I'm trying to determine whether or not I can find the integer solutions to $(x+a)$$(x+b)$ $=$ $x(x-1)$ + $x(a-b)$ (with a known $x$ value you choose, i.e. $707$). Plugging in my example value on Wolfram Alpha for $x$ reveals the form of a hyperbola, but can I use http://mathworld.wolfram.com/EuclideanAlgorithm.html to help me generalize solutions for hyperbolic equations of this form?
Presumably plugging in the function into Wolfram Alpha and choosing my integer $x$ value for every solution is not the only way to do this?

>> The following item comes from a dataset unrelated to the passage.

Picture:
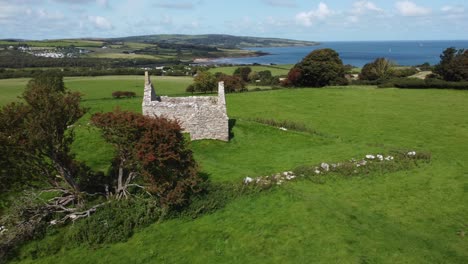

$$(x+a)(x+b)=x(x-1) + x(a-b),$$ $$(x+a)(x+b)-x(x-1) + x(a-b)= 0,$$ cancel stuff and $$ (2b+1)x + ab = 0. $$
Introduce a variable $$ c = a + 2x, $$ so that $$ a = c - 2x. $$ Then $ (2b+1)x + ab = 0 $ becomes $$ x + bc = 0, $$ $$ bc = -x. $$ Therefore, find all divisors $d$ of $-x,$ both positive and negative, so that $$ d \in \{ -|x|, \ldots, -1,1 \ldots, |x| \}. $$ For each such $d,$ let $$ c = d, \; \; \; b = -x / d, $$ with $$ a = d - 2x, \; \; b = -x / d. $$
Finding all positive divisors of $|x|$ is a matter of completely factoring $|x|;$ for example, your $707 = 7 \cdot 101.$ The positive divisors are $1,7,101,707,$ and all divisors are $$d \in \{-707, -101,-7,-1,1,7,101,707 \}.$$ For each such $d$, let $a = d - 1414$ and $b = -707/d.$